Tuesday, June 16, 2009

Losing Liulichang

On Friday afternoons the reading room in the Archaeology and Museology
Institute is closed, so this Friday I decided to troll the bookshops
of Liulichang, as I have done many times before, for books I need for
this research project (and for new publications). Since I had to be
downtown at 7 for Friday night services, it made sense to go in a
little early - it takes at least an hour to get downtown, so one wants
to get as much done as possible when one goes. I took the bus, then
the subway, getting off at Fuchengmen to photograph a wonderful shop
sign I’d seen from a bus (a halal eatery whose English sign reads “The
Huguosi Noshery”) and then getting on again to ride down to Qianmen.

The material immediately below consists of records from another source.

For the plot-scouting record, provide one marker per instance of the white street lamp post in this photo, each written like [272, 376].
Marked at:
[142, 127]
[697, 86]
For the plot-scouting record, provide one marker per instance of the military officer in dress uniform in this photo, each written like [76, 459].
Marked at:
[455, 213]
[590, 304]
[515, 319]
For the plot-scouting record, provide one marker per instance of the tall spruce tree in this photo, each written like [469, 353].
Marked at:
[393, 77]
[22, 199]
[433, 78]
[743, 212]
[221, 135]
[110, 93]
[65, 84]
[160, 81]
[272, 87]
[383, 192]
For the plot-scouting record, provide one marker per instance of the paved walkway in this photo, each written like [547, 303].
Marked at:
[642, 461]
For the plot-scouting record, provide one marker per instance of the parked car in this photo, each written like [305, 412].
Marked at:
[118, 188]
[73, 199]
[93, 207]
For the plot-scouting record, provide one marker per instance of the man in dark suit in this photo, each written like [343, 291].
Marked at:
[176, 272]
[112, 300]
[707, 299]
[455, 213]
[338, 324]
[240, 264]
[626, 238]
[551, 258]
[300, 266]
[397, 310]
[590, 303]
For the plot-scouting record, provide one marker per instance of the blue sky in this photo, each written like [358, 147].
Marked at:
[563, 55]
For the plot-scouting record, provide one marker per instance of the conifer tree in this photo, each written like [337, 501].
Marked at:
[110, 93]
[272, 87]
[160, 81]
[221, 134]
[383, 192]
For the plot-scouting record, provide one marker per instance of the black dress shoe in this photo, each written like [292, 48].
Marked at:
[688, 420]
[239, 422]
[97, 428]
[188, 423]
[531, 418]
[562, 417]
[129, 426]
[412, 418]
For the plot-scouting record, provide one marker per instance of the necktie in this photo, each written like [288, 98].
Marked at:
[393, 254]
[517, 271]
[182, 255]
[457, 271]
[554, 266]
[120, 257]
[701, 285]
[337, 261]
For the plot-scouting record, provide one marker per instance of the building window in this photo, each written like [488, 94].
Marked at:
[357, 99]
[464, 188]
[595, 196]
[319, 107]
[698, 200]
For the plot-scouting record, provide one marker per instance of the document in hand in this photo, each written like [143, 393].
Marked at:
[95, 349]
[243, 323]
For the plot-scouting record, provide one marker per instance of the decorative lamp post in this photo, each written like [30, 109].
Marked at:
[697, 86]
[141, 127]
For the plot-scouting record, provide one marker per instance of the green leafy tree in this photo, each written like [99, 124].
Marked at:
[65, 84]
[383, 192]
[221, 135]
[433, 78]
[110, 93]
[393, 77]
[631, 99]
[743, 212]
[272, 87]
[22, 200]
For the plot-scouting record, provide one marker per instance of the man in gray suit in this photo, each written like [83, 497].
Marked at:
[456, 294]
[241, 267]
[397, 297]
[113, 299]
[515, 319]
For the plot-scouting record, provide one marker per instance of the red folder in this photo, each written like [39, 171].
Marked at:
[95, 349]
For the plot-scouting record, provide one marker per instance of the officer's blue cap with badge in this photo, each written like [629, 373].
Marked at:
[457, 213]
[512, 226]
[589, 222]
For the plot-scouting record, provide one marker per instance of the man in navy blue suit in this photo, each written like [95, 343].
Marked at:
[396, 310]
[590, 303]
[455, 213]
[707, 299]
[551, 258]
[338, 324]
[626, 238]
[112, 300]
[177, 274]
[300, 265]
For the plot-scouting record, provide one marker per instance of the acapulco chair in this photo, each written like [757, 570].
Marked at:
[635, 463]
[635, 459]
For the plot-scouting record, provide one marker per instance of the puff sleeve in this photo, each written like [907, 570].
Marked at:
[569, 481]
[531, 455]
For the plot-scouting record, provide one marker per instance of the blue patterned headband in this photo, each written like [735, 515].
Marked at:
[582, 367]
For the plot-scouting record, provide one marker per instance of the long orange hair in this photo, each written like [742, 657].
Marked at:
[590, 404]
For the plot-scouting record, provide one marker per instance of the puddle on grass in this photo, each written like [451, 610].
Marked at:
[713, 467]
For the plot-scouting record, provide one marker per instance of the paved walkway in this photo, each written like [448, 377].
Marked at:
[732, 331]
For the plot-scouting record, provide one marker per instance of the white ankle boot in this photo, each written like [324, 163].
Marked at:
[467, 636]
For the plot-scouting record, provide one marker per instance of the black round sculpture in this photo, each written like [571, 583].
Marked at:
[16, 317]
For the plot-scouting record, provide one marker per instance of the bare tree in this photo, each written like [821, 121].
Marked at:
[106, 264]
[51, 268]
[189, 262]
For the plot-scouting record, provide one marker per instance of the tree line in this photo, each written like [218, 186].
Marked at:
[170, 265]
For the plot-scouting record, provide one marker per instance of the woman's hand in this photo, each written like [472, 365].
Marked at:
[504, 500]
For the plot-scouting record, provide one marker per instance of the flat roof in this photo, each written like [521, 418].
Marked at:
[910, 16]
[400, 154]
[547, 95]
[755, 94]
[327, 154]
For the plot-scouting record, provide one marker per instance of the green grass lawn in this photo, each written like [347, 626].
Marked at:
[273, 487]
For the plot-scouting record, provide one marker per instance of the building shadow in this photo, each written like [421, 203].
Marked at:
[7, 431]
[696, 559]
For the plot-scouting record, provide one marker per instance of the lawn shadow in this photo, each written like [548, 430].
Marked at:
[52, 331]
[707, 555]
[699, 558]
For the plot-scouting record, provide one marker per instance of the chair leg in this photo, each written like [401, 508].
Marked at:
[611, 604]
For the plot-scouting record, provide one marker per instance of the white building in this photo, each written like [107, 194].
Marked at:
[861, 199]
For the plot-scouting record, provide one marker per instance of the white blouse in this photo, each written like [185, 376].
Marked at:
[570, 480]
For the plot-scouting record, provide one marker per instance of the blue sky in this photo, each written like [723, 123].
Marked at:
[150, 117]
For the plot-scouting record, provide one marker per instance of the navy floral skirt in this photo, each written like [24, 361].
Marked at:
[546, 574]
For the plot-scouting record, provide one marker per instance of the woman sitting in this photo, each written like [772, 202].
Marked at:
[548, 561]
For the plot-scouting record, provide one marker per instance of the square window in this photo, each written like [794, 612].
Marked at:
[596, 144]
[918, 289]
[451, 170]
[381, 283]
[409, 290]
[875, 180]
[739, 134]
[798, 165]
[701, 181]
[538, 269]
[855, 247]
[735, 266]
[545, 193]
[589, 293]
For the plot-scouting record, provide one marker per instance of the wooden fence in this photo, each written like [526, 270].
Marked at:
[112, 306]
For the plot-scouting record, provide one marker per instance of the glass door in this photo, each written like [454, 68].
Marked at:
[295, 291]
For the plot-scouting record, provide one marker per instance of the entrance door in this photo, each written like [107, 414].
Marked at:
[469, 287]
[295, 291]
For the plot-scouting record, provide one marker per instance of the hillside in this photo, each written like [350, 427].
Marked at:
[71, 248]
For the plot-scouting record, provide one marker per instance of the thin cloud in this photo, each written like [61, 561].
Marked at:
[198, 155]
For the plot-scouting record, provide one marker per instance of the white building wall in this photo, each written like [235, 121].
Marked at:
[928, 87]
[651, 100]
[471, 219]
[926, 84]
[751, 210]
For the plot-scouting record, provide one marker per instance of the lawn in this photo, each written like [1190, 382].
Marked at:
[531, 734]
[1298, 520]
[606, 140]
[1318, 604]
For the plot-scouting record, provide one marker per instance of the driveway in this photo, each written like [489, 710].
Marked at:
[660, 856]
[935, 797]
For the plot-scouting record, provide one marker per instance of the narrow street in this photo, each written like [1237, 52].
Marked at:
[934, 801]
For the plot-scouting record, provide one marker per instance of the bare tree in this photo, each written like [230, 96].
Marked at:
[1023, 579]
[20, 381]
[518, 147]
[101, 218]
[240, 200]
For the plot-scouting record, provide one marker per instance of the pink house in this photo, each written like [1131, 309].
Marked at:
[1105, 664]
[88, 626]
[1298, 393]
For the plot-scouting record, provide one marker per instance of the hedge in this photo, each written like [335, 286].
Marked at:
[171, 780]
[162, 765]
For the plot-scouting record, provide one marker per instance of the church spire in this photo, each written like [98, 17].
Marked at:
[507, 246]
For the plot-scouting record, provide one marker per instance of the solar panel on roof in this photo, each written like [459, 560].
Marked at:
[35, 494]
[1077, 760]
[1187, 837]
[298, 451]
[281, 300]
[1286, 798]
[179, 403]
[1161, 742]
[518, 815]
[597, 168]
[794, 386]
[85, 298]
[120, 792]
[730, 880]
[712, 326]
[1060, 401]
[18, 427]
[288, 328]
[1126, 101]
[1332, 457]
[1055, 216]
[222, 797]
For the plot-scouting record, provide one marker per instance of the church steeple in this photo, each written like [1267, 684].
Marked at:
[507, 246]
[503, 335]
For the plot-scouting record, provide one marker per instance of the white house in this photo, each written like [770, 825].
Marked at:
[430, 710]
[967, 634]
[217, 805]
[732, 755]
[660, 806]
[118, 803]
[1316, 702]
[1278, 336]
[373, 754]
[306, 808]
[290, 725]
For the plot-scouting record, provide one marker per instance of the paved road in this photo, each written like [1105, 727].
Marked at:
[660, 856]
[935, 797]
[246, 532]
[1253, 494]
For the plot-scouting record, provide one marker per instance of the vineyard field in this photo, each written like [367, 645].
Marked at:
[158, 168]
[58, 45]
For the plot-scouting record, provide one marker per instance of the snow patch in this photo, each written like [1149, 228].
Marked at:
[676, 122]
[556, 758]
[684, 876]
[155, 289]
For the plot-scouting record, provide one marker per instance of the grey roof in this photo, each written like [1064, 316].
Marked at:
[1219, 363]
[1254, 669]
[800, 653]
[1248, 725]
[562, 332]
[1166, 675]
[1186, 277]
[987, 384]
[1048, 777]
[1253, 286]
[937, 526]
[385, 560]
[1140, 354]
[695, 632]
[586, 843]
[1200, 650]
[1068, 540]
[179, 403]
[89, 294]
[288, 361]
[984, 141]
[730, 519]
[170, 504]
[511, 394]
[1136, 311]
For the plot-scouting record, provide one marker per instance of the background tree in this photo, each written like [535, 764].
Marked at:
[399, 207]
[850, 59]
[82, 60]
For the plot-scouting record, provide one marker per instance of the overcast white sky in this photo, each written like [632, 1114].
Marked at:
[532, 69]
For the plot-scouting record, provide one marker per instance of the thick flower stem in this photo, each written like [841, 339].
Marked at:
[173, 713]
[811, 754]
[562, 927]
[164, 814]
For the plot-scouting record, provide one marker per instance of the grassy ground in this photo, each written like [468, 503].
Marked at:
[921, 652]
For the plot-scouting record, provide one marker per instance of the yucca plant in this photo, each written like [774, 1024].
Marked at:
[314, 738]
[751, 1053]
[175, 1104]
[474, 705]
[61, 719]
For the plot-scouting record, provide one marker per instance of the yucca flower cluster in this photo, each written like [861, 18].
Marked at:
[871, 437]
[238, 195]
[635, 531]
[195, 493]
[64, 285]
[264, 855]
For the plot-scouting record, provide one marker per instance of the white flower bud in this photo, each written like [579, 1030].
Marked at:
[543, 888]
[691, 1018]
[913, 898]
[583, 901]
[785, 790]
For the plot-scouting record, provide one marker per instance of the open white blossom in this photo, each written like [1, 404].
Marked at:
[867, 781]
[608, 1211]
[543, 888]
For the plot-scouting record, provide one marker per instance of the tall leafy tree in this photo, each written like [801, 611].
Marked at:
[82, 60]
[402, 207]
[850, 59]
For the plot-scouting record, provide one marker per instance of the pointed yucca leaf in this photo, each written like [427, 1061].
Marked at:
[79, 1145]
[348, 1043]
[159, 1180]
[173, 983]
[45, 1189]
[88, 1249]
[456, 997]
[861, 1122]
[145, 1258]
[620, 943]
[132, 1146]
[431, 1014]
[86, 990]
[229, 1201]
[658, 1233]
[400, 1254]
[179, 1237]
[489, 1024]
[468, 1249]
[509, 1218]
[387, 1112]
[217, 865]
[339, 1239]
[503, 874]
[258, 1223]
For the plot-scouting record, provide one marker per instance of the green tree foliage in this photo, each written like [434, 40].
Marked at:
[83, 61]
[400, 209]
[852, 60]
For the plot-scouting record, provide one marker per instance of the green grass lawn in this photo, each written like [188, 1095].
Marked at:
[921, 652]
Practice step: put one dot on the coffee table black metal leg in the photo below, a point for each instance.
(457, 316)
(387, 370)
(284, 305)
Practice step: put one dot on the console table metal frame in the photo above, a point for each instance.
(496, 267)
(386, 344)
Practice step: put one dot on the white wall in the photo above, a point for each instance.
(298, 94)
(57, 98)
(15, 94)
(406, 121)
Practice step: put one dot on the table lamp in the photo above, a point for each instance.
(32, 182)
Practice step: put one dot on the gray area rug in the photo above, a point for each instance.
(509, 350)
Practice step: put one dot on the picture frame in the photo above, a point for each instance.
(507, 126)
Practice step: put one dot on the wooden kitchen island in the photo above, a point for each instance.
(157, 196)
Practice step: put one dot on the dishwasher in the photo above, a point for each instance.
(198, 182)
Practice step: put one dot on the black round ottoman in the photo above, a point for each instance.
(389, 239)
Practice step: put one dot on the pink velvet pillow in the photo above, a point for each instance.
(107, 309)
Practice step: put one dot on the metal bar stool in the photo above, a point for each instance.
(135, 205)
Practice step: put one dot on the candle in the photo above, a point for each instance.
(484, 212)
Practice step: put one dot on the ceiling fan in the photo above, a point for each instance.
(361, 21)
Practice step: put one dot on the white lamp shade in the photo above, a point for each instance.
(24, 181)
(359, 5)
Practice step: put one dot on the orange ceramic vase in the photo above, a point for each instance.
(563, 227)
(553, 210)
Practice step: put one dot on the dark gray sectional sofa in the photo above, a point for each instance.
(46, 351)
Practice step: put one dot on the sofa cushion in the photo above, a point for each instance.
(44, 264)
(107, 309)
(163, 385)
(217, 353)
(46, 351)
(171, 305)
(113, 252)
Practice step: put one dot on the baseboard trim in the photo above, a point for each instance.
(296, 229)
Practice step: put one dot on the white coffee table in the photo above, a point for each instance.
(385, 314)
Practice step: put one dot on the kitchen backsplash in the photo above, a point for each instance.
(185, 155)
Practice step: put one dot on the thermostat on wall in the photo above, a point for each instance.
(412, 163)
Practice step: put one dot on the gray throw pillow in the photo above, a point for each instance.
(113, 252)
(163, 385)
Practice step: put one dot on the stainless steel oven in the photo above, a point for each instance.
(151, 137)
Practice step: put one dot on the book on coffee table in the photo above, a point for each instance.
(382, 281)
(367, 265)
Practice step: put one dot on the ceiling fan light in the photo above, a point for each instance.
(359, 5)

Qianmen is almost completely unrecognizable (see my Flickr stream for
details - link in the sidebar - now that Flickr is back up I can post
pictures again). It’s been made into a pedestrian street with new
shopfronts which are reconstructed versions of the ones found there in
the late 19th and early 20th century - you can see the historical
photographs posted here and there on the walls for comparison. You
pass under a gigantic pailou (memorial arch) of the kind that stood
across many city streets until the great Beijing Soviet-style facelift
of the 1950s. Most of the shopfronts are still empty but the street
is clearly about to be unveiled. Trolley tracks run down the street,
which is paved with stone slabs, and standing on a siding across the
street from the Zhengyilou city gate is a sleekly enameled camel-
colored trolley, named “Qianmen No. 1.” It needs only men in trilby
hats and Chinese robes, with round tortoiseshell glasses, to complete
the picture of early 20th century China. I was so disoriented that I
forgot Liulichang is on the east side of Qianmen, between Qianmen and
Hepingmen. I got halfway down Dashilar before I gave in to my
disorientation and had a red bean popsicle instead. Thank goodness
some things haven’t changed. I'll find Liulichang some other time.